Search code examples
parsinghaskellparsec

Parsing a sum datatype with parsec


I am trying to figure out how to parse a sum-datatype in Haskell in the best way possible. This is an extract of what I attempted

type Value = Int

data Operator = ADD | SUB | MUL | DIV | SQR deriving (Show)

toOperator :: String -> Maybe Operator
toOperator "ADD" = Just ADD
toOperator "SUB" = Just SUB
toOperator "MUL" = Just MUL
toOperator "DIV" = Just DIV
toOperator "SQR" = Just SQR
toOperator _     = Nothing

parseOperator :: ParsecT String u Identity () Operator
parseOperator = do
    s <- choice $ map (try . string) ["ADD", "SUB", "MUL", "DIV", "SQR"]
    case toOperator s of
        Just x  -> return x
        Nothing -> fail "Could not parse that operator."

This code does what I want but has one obvious problem: It checks the data twice. Once in the line choice $ map (try . string) ["ADD", "SUB", "MUL", "DIV", "SQR"] and once through toOperator.
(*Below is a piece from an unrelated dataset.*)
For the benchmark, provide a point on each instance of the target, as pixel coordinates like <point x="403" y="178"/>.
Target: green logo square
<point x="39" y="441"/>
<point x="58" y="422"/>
What I want, is to want to parse a string into an Operator if it occurs in the list, and fail otherwise. But I can't figure out how to do this in a 'clean' way.


Solution

  • It's simpler if you make toOperator participate in the Parsec parsing process directly, rather than having it be a step that happens separately, because then "whether this thing is a valid operator" can provide feedback into the parsing process.

    For this specific case where the thing you are parsing is a zero-field enum whose constructor names exactly match the strings you are parsing, there are already several good shortcuts posted, showing you how to concisely parse those constructors. In this answer, I will show an alternative method, which is easier to adapt to the general case of "match one of several cases" and to handle fancier stuff like "one of the three constructors has an Int argument but the others don't."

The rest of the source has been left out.